Variability of Grading DR Screening Images among Non-Trained Retina Specialists

Andrzej Grzybowski; Piotr Brona; Tomasz Krzywicki; Magdalena Gaca-Wysocka; Arleta Berlińska; Anna Święch

doi:10.3390/jcm11113125

Variability of Grading DR Screening Images among Non-Trained Retina Specialists

J Clin Med. 2022 May 31;11(11):3125. doi: 10.3390/jcm11113125.

Authors

Andrzej Grzybowski^{1

2}, Piotr Brona³, Tomasz Krzywicki⁴, Magdalena Gaca-Wysocka³, Arleta Berlińska¹, Anna Święch⁵

Affiliations

¹ Department of Ophthalmology, University of Warmia and Mazury, 10-719 Olsztyn, Poland.
² Institute for Research in Ophthalmology, Foundation for Ophthalmology Development, 60-553 Poznan, Poland.
³ Department of Ophthalmology, Poznan City Hospital, Szwajcarska 3, 60-285 Poznan, Poland.
⁴ Department of Mathematical Methods of Informatics, University of Warmia and Mazury, 10-719 Olsztyn, Poland.
⁵ Department of Vitreoretinal Surgery, Medical University of Lublin, 20-093 Lublin, Poland.

Abstract

Poland has never had a widespread diabetic retinopathy (DR) screening program and subsequently has no purpose-trained graders and no established grader training scheme.

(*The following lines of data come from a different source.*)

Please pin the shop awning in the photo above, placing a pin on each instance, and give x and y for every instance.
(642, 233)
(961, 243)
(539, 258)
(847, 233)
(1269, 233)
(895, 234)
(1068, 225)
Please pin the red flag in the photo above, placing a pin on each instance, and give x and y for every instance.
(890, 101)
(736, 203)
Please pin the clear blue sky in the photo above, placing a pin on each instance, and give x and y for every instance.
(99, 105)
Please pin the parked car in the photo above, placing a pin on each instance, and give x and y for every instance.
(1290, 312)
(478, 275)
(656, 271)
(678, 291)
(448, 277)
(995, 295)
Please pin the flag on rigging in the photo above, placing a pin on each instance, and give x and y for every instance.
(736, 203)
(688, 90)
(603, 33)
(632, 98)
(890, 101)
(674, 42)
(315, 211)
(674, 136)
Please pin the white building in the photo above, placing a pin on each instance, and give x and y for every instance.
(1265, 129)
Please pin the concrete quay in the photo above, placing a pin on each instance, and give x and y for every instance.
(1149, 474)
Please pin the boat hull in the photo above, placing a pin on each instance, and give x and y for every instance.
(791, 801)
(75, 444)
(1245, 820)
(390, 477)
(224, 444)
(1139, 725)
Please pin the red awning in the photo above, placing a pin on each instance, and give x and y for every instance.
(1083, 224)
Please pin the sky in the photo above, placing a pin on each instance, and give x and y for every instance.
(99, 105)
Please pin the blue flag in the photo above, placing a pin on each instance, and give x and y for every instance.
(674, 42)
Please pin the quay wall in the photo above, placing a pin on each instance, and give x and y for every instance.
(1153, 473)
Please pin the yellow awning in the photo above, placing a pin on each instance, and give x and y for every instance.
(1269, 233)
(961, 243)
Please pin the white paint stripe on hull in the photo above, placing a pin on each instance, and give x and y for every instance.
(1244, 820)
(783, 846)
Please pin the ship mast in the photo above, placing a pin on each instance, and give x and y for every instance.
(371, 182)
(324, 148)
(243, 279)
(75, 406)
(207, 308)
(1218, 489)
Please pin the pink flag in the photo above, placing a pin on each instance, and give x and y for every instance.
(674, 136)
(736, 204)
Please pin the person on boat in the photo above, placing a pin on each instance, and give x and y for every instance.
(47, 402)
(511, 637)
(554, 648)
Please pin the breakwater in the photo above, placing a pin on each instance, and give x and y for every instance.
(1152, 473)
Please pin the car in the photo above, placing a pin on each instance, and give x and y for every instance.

Herein, we compare the performance and variability of three retinal specialists with no additional DR grading training in assessing images from 335 real-life screening encounters and contrast their performance against IDx-DR, a US Food and Drug Administration (FDA) approved DR screening suite. A total of 1501 fundus images from 670 eyes were assessed by each grader with a final grade on a per-eye level. Unanimous agreement between all graders was achieved for 385 eyes, and 110 patients, out of which 98% had a final grade of no DR. Thirty-six patients had final grades higher than mild DR, out of which only two had no grader disagreements regarding severity. A total of 28 eyes underwent adjudication due to complete grader disagreement. Four patients had discordant grades ranging from no DR to severe DR between the human graders and IDx-DR. Retina specialists achieved kappa scores of 0.52, 0.78, and 0.61. Retina specialists had relatively high grader variability and only a modest concordance with IDx-DR results. Focused training and verification are recommended for any potential DR graders before assessing DR screening images.

Keywords: deep learning; diabetic retinopathy grading; diabetic retinopathy screening; grader comparison; inter-grader variability.

Grants and funding

This research received no external funding.